The family structures of U.S.-born minors in Mexico complicate our understanding of the intersection of nationality and family. In the case of Mexico–U.S. migration, transnational families have historically involved parents leaving behind children in Mexico (Nobles 2013). In this instance, children were born in the United States of mostly Mexican-born parents and migrated to Mexico; one third of them are separated from at least one parent. Presumably some of these parents are in the United States. What do these new transnational family forms imply for binational systems of family support, the well-being of children, and family life itself? The concept of mixed-status families—families in the United States whose members hold different immigrant legal statuses—should be broadened to incorporate families in Mexico with at least one U.S. citizen member and should be studied to understand how the privileges of travel, immigration sponsorship, and other rights granted through U.S. citizenship affect family dynamics and mobility. If these children return to the United States, it is an open question whether they should be considered first- or second-generation immigrants. They may be the 1.5 generation’s opposite: second generation by birth but first generation by socialization.

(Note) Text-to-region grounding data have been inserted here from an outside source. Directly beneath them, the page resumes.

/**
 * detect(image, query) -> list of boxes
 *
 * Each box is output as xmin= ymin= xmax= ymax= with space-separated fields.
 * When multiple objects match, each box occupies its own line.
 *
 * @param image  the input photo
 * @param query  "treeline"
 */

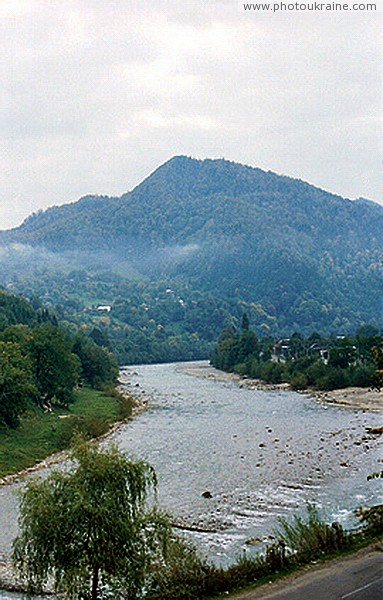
xmin=211 ymin=316 xmax=383 ymax=391
xmin=0 ymin=290 xmax=118 ymax=429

Many U.S.-born minors return to new destinations in Mexico. The northern border is the predominant place of residence of U.S.-born minors, but only a small minority of migrants from Mexico to the United States originates from the border (Masferrer and Roberts 2012; Riosmena and Massey 2012). More research is needed to understand this step-migration pattern. Settlement in states along the U.S. border may reflect families’ desires to be close to the United States, their intent to remigrate, or economic opportunity in the region.
What does the future hold for this large group of U.S. citizens with deep roots in both Mexico and the United States? The majority of U.S.-born minors who have migrated to Mexico have yet to complete primary school. Recent research suggests that their integration into Mexican schools has not been without its challenges (Zúñiga 2013). U.S. citizens can return and live in the United States; they also have the ability to sponsor family members for immigration. It will be essential to observe the mobility of this truly binational population and to pursue the multiple research questions that these demographic patterns motivate.

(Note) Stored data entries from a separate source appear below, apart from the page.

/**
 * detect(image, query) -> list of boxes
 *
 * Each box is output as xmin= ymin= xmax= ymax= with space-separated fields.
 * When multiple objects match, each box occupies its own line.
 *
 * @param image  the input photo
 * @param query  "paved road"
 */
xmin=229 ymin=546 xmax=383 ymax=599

This research was supported by a grant from SEDESOL-Conacyt (Award Number 2017-01-292077) and by UC MEXUS-Conacyt (Award Number CN-18-211). The authors are solely responsible for the content. We appreciate the comments and suggestions from the anonymous reviewers. We would like to thank Natalia Oropeza for her research assistance, and Víctor M. García-Guerrero for his guidance on data visualization.
The 2009 and 2014 ENADID data are representative at the national, rural-urban, and state level. However, the ENADID samples of U.S.-born minors are small (1,571 in 2009 and 1,865 in 2014).
Regional boundaries are displayed in the lower-left map of Fig. 3 and are defined in the figure’s note.
Father absence is more common: in 2010, 34.4 % of U.S.-born minors were not living with their father, and 11.6 % were not living with their mother (31.3 % and 10 %, respectively, in 2015).